Dealing with your estate as you wish is very important and in many situations may be affected by emotion. If a family member is omitted, for whatever reason, there is strong possibility that they may make a claim against the estate.
In this event, Peter Fisher Lawyers can advise the executor of the estate or the omitted family member in how to deal with the claim and negotiate an outcome that satisfies all parties concerned.
When a family member is omitted from a will or receives a less substantial bequest than expected, emotionally charged disputes can arise. Peter Fisher Lawyers is experienced in negotiating from both perspectives and can help you achieve a result which satisfies both parties. We also specialise in resolving disputes surrounding the effect and validity of wills so that the wishes of the will-maker are respected.
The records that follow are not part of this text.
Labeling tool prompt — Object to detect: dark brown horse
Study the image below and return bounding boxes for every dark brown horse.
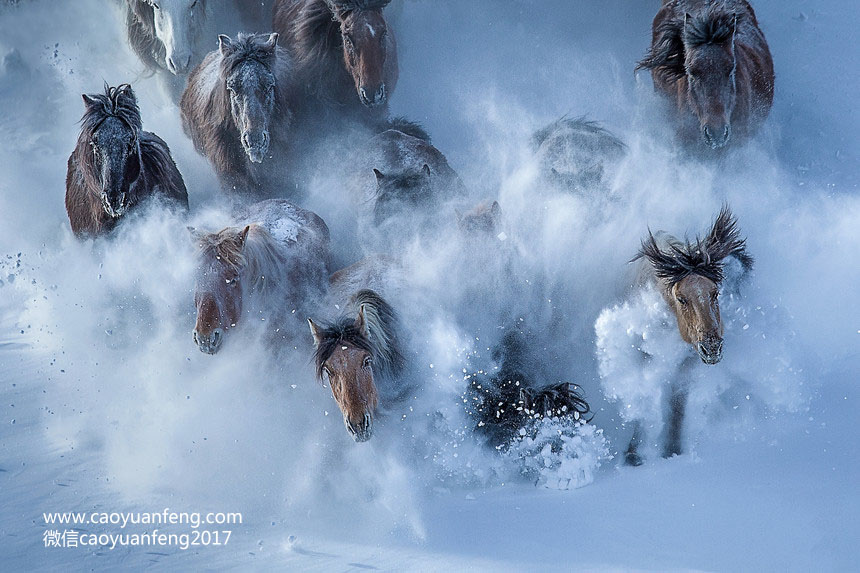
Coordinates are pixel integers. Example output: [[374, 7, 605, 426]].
[[180, 34, 294, 196], [274, 0, 398, 124], [308, 288, 406, 442], [625, 207, 753, 465], [637, 0, 774, 149], [190, 199, 329, 354], [66, 84, 188, 236]]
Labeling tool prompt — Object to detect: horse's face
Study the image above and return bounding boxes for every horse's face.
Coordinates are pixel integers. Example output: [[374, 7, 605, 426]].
[[90, 117, 140, 218], [323, 343, 379, 442], [339, 10, 389, 107], [219, 34, 278, 163], [669, 275, 723, 364], [686, 41, 737, 149], [192, 227, 248, 354], [145, 0, 206, 75], [373, 164, 433, 225]]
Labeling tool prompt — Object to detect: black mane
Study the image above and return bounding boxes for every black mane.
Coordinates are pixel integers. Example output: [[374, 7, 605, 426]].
[[634, 206, 754, 285]]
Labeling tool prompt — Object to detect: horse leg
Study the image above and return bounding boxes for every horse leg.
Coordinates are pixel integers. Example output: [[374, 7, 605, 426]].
[[624, 420, 644, 467], [663, 382, 688, 458]]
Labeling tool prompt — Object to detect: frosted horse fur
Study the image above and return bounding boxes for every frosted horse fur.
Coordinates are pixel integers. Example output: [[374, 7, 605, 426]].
[[274, 0, 399, 125], [180, 34, 295, 196], [308, 286, 406, 442], [66, 84, 188, 236], [532, 117, 627, 192], [191, 199, 329, 354], [625, 207, 753, 466], [637, 0, 774, 149]]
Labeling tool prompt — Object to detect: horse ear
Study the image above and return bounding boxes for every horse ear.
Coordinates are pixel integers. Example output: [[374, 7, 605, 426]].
[[218, 34, 233, 56], [308, 318, 322, 346], [263, 32, 278, 52], [239, 225, 251, 247], [355, 305, 370, 338]]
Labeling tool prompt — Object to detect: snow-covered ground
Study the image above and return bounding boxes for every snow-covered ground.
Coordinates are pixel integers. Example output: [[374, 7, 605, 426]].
[[0, 0, 860, 571]]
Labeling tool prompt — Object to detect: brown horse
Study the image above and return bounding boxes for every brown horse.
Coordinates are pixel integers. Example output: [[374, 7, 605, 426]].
[[66, 84, 188, 236], [308, 278, 406, 442], [637, 0, 774, 149], [180, 34, 295, 196], [190, 199, 329, 354], [625, 207, 753, 466], [274, 0, 398, 124]]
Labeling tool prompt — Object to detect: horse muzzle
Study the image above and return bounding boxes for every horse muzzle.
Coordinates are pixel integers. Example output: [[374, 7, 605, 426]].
[[358, 84, 388, 107], [102, 191, 128, 219], [343, 412, 373, 442], [242, 131, 269, 163], [696, 339, 723, 365], [702, 124, 732, 149], [191, 328, 224, 355]]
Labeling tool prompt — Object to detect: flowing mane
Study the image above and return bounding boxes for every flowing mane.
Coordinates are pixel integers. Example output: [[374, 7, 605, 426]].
[[314, 289, 406, 379], [633, 206, 754, 285]]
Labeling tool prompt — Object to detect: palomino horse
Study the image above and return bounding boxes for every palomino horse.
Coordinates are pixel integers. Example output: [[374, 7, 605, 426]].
[[180, 34, 294, 196], [66, 84, 188, 236], [274, 0, 398, 124], [637, 0, 774, 149], [625, 207, 753, 466], [532, 117, 627, 192], [308, 257, 407, 442], [191, 199, 329, 354]]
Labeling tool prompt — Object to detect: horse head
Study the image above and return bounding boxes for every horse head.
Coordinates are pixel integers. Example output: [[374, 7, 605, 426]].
[[683, 12, 737, 149], [327, 0, 394, 107], [82, 84, 141, 219], [308, 305, 379, 442], [144, 0, 206, 75], [218, 34, 278, 163], [640, 207, 753, 364], [189, 226, 251, 354]]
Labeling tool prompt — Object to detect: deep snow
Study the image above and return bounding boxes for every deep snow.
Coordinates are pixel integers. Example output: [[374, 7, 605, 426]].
[[0, 0, 860, 571]]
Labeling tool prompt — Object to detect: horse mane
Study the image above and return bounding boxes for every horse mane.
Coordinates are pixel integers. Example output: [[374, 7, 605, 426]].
[[532, 115, 627, 149], [198, 223, 288, 292], [81, 82, 143, 136], [314, 289, 406, 379], [636, 4, 739, 83], [633, 205, 754, 285]]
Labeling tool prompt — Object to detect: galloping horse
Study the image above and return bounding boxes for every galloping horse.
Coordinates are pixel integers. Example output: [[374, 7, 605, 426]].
[[66, 84, 188, 236], [637, 0, 774, 149], [190, 199, 329, 354], [625, 207, 753, 466], [274, 0, 398, 126], [180, 34, 294, 196]]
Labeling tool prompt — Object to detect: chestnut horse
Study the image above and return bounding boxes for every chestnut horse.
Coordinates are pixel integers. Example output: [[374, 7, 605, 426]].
[[274, 0, 398, 125], [308, 278, 406, 442], [180, 34, 294, 196], [189, 199, 329, 354], [625, 207, 753, 466], [637, 0, 774, 149], [66, 84, 188, 236]]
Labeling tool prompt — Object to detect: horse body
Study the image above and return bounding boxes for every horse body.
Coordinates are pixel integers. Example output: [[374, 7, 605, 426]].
[[532, 117, 627, 192], [274, 0, 399, 129], [180, 34, 295, 196], [66, 84, 188, 236], [637, 0, 774, 149], [192, 199, 329, 354], [612, 207, 753, 465]]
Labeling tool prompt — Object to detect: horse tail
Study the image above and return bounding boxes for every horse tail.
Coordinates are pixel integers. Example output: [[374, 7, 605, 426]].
[[353, 289, 406, 377], [385, 117, 432, 143]]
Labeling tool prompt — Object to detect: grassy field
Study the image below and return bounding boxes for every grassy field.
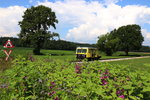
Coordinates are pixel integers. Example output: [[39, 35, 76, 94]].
[[0, 46, 150, 71]]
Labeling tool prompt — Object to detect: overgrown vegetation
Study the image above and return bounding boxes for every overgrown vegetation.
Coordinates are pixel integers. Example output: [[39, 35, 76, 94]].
[[0, 56, 150, 100]]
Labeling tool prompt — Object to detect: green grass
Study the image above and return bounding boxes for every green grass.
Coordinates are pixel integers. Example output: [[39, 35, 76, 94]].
[[0, 46, 150, 70], [108, 57, 150, 72]]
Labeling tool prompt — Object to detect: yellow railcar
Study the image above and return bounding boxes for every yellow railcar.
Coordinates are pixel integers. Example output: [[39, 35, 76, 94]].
[[76, 47, 101, 60]]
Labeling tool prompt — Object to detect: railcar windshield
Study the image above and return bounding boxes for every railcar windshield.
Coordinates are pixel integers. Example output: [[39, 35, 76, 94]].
[[77, 49, 87, 53]]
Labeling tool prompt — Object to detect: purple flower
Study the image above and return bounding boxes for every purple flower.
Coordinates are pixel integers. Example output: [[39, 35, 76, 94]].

Clients sometimes express concern that potential beneficiaries might assert that they should have received a greater share of an estate. In South Australia people who are permitted by law to challenge a will include the spouse, de-facto, children, grand-children, former spouses, or dependants of the deceased.
Challenges often arise where there has been a second marriage in the family or a breakdown in relationships between parents and children.
There are certain measures that can be considered to lessen the chances of a dispute, but beneficiaries and would be beneficiaries still may opt to challenge the terms of the will.
These measures include:
Use a binding nomination so that proceeds are paid to beneficiaries directly.
Ensure that the nominated beneficiaries for life insurance are those you want to benefit.
Assets owned by trusts are not subject to a Will. Transfer the control of the trust structure to the proposed beneficiaries
Leave a list of gifts already made to prospective claimants and detail why their inheritance is limited.
Binding Financial Agreements
A financial agreement continues to operate after death of a party, and may be binding on that party’s legal personal representative.
Gifts made while still alive
In South Australia, claims may only be made against the assets in your estate at the time of your death. If you have gifted your assets prior to death, then those assets are not treated as estate assets. The situation may be different in those states that use the concept of a notional estate.